Most of the stuff I was in, you rarely saw who was shooting at you much less get a chance to aim no matter what your sights. Much of the time they shoot from good cover and from accross a barrier like a gully, rice paddy so they can't be quickly assaulted.
My approach to combat shooting is to place it in the tactical context. The purpose of shooting in combat is to win the fight, so your shooting program should be an integrated part of your tactics.
During the Viet Nam era, the Army emphasized “React to Ambush” or “React to Contact.” The idea was, if you were ambushed at close range (50 meters or less) you should charge the enemy. Otherwise, you should run away from the ambush. But if it were merely contact (and not an ambush) you should engage in a firefight.
To make this work, of course, you would need three additional men in the rifle squad – a tape man to measure the distance between you and the enemy, an interview man to question the enemy leader, “Were you set up for us, or were you just as flabbergasted as we were when the shooting started?” and of course a referee to call the close ones.
The point is, it doesn’t make sense to expect a man (let alone a unit) to instantly choose the correct response among three diametrically opposed options when under fire. So I established my own “React to Contact” drill.
1.
Take cover. This is automatic, anyway – why fight Mother Nature? And it’s logical – when the shooting starts all you know is that you’re in contact and you’re still alive. This means no high-speed metal particles have passed through the space you occupy. So the best thing for you to do is reduce the amount of space you occupy and get behind something, too.
2.
Locate the enemy. A lot of people who have never been in combat think this is easy. It isn’t. You need to train on the crack-thump method – when you hear the crack of the bullet, be alert to listen for the thump of the gasses escaping from the muzzle. That will tell you approximately where the enemy is. Combine that with looking for flashes, dust, and signs of movement to locate the bastards.
3.
Return fire. The taxpayer has provided you with all the ammunition you can carry. Use it – but use it correctly (more on this later.)
4.
Locate the men on your right and left. Small units disintegrate when first under fire. That’s natural, so it’s up to you to start putting your unit back together.
5.
Relay orders and information – restore the chain of communication and command.
Now let’s translate this drill into effective shooting. To understand how this works, go outside and lie down. Get low, as if your life depended on it (as it does in combat) and look in the direction of your imagined enemy. Visualize a horizontal line in space. Move this line down until you can confidently say, “There can’t be an enemy below that line.” Now imagine another horizontal line and move it up until you can confidently say “There can’t be an enemy above that line.”

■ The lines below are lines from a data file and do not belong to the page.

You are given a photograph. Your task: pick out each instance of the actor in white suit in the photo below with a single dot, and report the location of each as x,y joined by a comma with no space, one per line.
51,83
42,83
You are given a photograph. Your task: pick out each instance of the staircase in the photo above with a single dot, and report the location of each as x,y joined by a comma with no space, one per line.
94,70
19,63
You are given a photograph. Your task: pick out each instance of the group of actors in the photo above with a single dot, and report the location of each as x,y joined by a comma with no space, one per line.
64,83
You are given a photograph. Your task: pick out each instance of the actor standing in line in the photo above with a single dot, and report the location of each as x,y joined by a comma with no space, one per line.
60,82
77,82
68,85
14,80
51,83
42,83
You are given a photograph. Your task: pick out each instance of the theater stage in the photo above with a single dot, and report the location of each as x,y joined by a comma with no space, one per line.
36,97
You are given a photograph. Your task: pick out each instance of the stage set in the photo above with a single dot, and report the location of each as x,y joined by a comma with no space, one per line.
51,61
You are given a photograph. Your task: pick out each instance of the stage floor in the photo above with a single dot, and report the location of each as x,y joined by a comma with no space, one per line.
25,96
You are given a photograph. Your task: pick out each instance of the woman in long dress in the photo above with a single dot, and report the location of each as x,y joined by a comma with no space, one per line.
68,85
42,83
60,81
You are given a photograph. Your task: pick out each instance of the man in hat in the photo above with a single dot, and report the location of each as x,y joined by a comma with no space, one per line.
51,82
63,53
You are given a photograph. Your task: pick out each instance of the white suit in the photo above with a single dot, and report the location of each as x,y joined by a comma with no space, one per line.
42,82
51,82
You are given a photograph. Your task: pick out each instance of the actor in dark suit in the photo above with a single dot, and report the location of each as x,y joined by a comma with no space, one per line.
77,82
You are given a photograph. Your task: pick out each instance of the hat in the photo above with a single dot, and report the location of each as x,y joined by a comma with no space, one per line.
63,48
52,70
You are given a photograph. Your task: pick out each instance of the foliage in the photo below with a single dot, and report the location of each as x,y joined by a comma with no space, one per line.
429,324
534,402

Add left and right limits, and you now have a shallow box. The enemy is somewhere in that box, and if you can’t do anything else, you can methodically work that box, keeping all your shots into that narrow zone where the enemy has to be. If you spot evidence of an actual enemy location (dust, moving bushes, muzzle flashes, etc.) work that area carefully, shooting at and around the suspected location. Fill that space with bullets. But semiautomatic only – there is no good reason for full auto fire from hand-held weapons.
Now, you’re part of a unit. This is a collective enterprise, not an individual undertaking. So let’s make it a group effort; to do that we add the leaders’ duties. To accomplish this I had officers and NCOs load with solid tracer – other than machine gunners, only officers and NCOs had tracers.
The squad leader visualizes his squad sector using the same techniques as individual soldiers, then he marks the limits by firing two shots at the left limit, two at the right limit, and two at center of sector. This distinctive two-shot tracer fire, plus a standard left-right-center pattern alerts soldiers and allows men who don’t see the whole pattern to accurately estimate what their squad leader wants.
Now individual soldiers and team leaders divide up the squad sector. If I’m on a flank, I work that flank toward the middle. If I’m in the middle, I work the center of the target box toward both ends. I and my team leader want to see other men’s shots hitting in “my” part of the squad sector – so we know we’re delivering overlapping fire. NCOs want to see some shots hit short – a ricochet can kill, a high shot won’t do any good. Keep your fire low.
When a leader spots a suspected target, he begins to fire steadily at it – that stream of tracer tells everyone “Everybody shoot at this area.” Similarly, if a leader shoots full auto at a target it means “Machine guns concentrate on this area.” Leaders terminate fire concentrations by shooting the left-right-center pattern again.
Another combat problem is to get people to stop shooting. This is done by firing bursts of full auto tracer high above the target area. That means, “Hold your fire, dammit!”
These simple techniques, plus a lot of training and good squad supervision, will dramatically increase a unit’s kill rate in combat.